Tapis is a color range from pale color to deep burgundy. The size is around 7-1/2x60 inches (19x153 cm). I'm sure you could add several more inches with blocking.


----------



## DHobbit (Jan 11, 2014)

ooooooooooooo :thumbup:


----------



## Roe (Feb 10, 2011)

Thanks for sharing and posting your pretty scarf


----------



## grandmatimestwo (Mar 30, 2011)

Lovely!


----------



## Linuxgirl (May 25, 2013)

Looks very nice and thank you for sharing the pattern.


----------



## lovescats (Feb 25, 2012)

Very pretty


----------



## willi66 (Aug 30, 2012)

Beautiful yarn and pattern


----------



## windowwonde28941 (Mar 9, 2011)

Very nice .
Can you repost @ how to Patterns Tutorials
Thank you


----------



## nikka (Nov 27, 2011)

Pretty color


----------



## brims (May 15, 2012)

on row 2 you have k2togTBL-what is TBL


----------



## mikebkk (Oct 6, 2012)

brims said:


> on row 2 you have k2togTBL-what is TBL


TBL means through the back loop, so when you knit these 2 stitches together, instead of going in from the front side to knit 2 together, you go in from the back of the needle (through the back loop of both at the same time) and then knit.

Make sense?


----------



## marylikestosew (Nov 19, 2011)

So pretty!

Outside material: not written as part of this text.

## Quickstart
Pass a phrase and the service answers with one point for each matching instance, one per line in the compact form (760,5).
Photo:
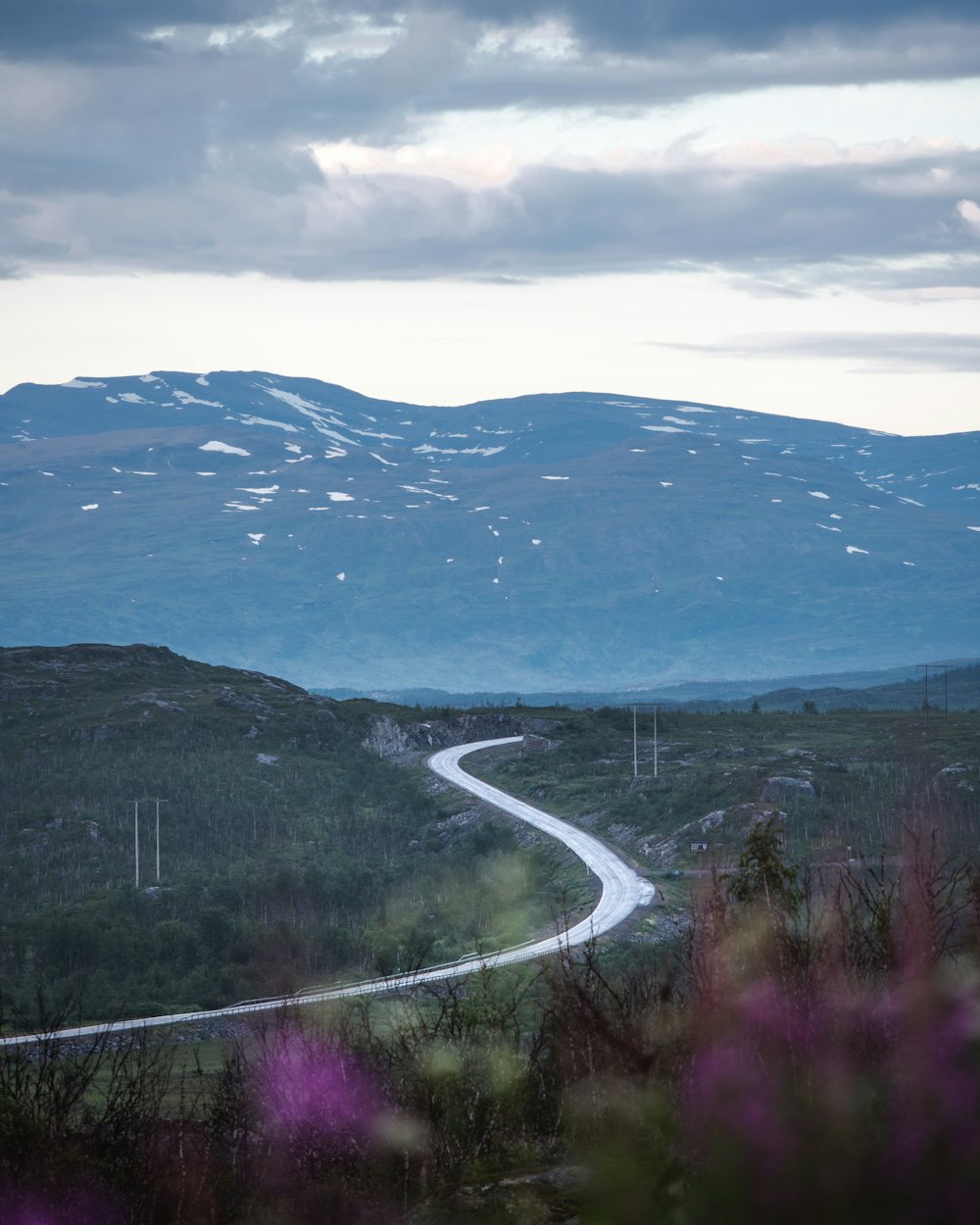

This pattern is a keeper! Thanks much.


----------



## Shauna0320 (Mar 5, 2012)

Thank you for your pattern.


----------



## GrandmaNona (Aug 2, 2013)

Love your pattern and have bookmarked it for later. Your scarf is lovely though a bit dark for my tastes.


----------



## bwtyer (Oct 31, 2012)

Beautiful scarf- I bookmarked the pattern to try later- thank you so much for sharing.


----------



## Marvelouz (Oct 21, 2013)

Your scarf is beautiful! Thanks for sharing the pattern -- it is just what I needed for some yarn that I have. I think I'll try it right now!


----------



## moonriver (Feb 22, 2013)

Lovely scarf.....thanks for sharing the pattern


----------



## tweeter (Dec 22, 2012)

very pretty


----------



## Charlene12 (Apr 18, 2014)

thank you for sharing your pattern. Very pretty.


----------



## Marvelouz (Oct 21, 2013)

My mind has gone blank -- what does SK2P mean?


----------



## mikebkk (Oct 6, 2012)

Marvelouz said:


> My mind has gone blank -- what does SK2P mean?


Sorry about that - I should have included this.

SK2P: Slip 1 stitch onto the right needle, knit the next 2 stitches together, and then pass the slipped stitch over (2 stitch decrease)

See reply above for TBL if this is unclear.


----------



## Marvelouz (Oct 21, 2013)

mikebkk said:


> Sorry about that - I should have included this.
> 
> SK2P: Slip 1 stitch onto the right needle, knit the next 2 stitches together, and then pass the slipped stitch over (2 stitch decrease)
> 
> See reply above for TBL if this is unclear.


Thanks! That makes more sense than what I was trying to do.


----------



## lildeb2 (Jul 14, 2013)

:thumbup: :thumbup:


----------



## Sander (Mar 18, 2014)

Thank you for sharing your pattern very nice.


----------



## knittingnanna19 (Nov 6, 2013)

Now this really is a good ' stash ' pattern. I have a few balls of yarn waiting for the right pattern to come along . 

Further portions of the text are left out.